Stuctured Information Systems
September 17, 2009
My previous posts have been exploring the differences between managing content (potential information) and managing information (communication transactions). My reason for probing what for many will seem like a fruitless distinction is to determine whether, or not, it is indeed fruitless to think about content and information differently or whether there may be merits in viewing these concepts as being distinct. It may come to naught but there is no harm in raising the question. And my early explorations have been encouraging me to continue down this path.
Now this post is in some ways a retrospective in that it calls up an idea, and a graphic, that I prepared in early 1998. I was directed back to this material because it posed a problem for my dichotomy between content and information. It posed a problem because it specifically focused on the case of information that remains a high degree of structure, or intelligence, throughout its lifecycle and made possible new approaches to what seemed at the time to be some rather fundamental business activities.
Structured information systems, I recall explaining, were systems that leveraged structured information – information within which the meaning of its internal components was exposed through the introduction of open markup (by which I meant XML and its progenitor SGML). But I was also interested in structured information systems, as a design concept for how systems should themselves be structured and thereby made fundamentally more intelligent. To summon up a quote from the now distant 1998, I explained that “in both cases [structured information and structured systems], there is an attempt to design and implement robust structures that can, on one hand, adapt to variability and change while, on the other, persist indefinitely and provide a reliable basis for growth. It applies to information as well as to the systems that move, manipulate and manage that information.”
So how does this pose a challenge to my content / information dichotomy? Well it does not pose that much of a challenge, at least theoretically. I have been making the point that it is the content, in being potential information, where it is most important to invest in the intelligence of the assets (of course as appropriate and as justified by prospective returns). From this store of intelligent content, a myriad of information products, each tuned to its given function and audience, can be generated. In many cases, the resulting information products may not themselves exhibit much in the way of “intelligence” in terms of amenability to subsequent automated processing. It may become a relative “dumb” HTML page or a magnificently formatted page in a print product that can only be appreciated by a person.

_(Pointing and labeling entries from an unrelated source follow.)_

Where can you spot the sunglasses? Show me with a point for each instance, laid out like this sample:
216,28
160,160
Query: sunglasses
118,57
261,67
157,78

But information products need not be “dumb” and in many circumstances they in fact must continue to be quite “intelligent”. One example would be the form, or the transactional document, that traverses domains and is modified and augmented at various points and in various ways. Another is the commercial transaction between partners, such as the message notifying a manufacturer that it’s time to produce six more units and see them shipped to various shelves in various stores.
In the above circle diagram, I had flagged what seemed to me to be five key, high-level, business activities that an enterprise must undertake and that would supply examples of where structured information systems provide a fundamentally superior execution platform. These included security, internet commerce, knowledge management, enterprise integration and publishing. I recall even stretching these concepts to the point where they could be considered the five big things that all businesses essentially do. For example, publishing became all production capabilities so that all outputs, including manufactured items, became generated outputs from what the enterprise knew. This was admittedly a little extreme.
When thinking about structured information systems however, and specifically about how intelligent structured information (that effectively embeds intelligent content within its transactional wrapper) can enable and drive intelligent systems, I am forced to revisit some aspects of my dichotomy. It becomes important to emphasize that while managing information and managing content may be theoretically different, many of the capabilities associated with managing intelligent content will also be essential capabilities for an effective information management regime and especially so in a coming age of intelligent systems.